Does Video Chat Threaten Retail?

As I think of the good reasons to go to a store to buy something, instead of over the Web, some of those reasons may go away in the future. There may be a new Web version of retail brewing.

This has been on my mind since I posted on my other blog about the Trunk Club offering men a way to get the personal-service advantage of help and recommendations and opinions that they’d get from a good salesperson, without having to actually go to the store. It comes via Web video chat from a Trunk Club style expert. Founder Joanna Van Vleck pointed out that this may be the future of retail.

It takes dividing the benefits of buying retail into their components. Some can be replaced by the Web, some can’t.

The world has already seen how effectively a Web offering can replace the kind of browsing we do in a bookstore. As long as we’re able to wait a few days to get what we choose to buy. And more so with computer software. We choose and download.
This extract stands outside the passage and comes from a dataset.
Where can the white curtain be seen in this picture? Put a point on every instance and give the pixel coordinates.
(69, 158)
We don’t even have to wait.

One component a Web alternative will never replace is immediacy for things that can’t be delivered digitally. If you want some physical product right now today, then you go to the store. You go to a restaurant to sit and be served, and to the hair place to get your hair done, and that’s not going to happen via live video chat.

Another component is the actual visual and tactile comparison. Look at the various offerings on the shelf. Pick them up, read the package, make a choice.

The component of the retail transaction that a Web alternative might replace, for some businesses, is the interaction with the expert. Many hardware and home maintenance and home remodeling businesses advertise person-to-person expertise as a reason to visit the store. Could that become a live Web chat followed by an order, shipping, and then maybe more Web chat? What about the specialty vitamin shop, or the health foods store? The hobby shop? And maybe the office supplies and office technology business, offering a video chat with an expert leading to an order for a printer, or scanner, or new computer?

Better still, I have an expert I know and trust, with whom I have worked again and again over time, who I can meet with, by appointment on the Web cam.

The secret is the use of the interactive Web video — over Skype, for example, or equivalent Yahoo! or Google video chat facilities — to do what that trusted salesperson in the favorite store might do.

So it makes me start to think. Sure, with this model I have to wait to actually get the goods; but I don’t have to go to the store, wait in traffic, park the car, find the salesperson, and so on. It’s a very intriguing alternative.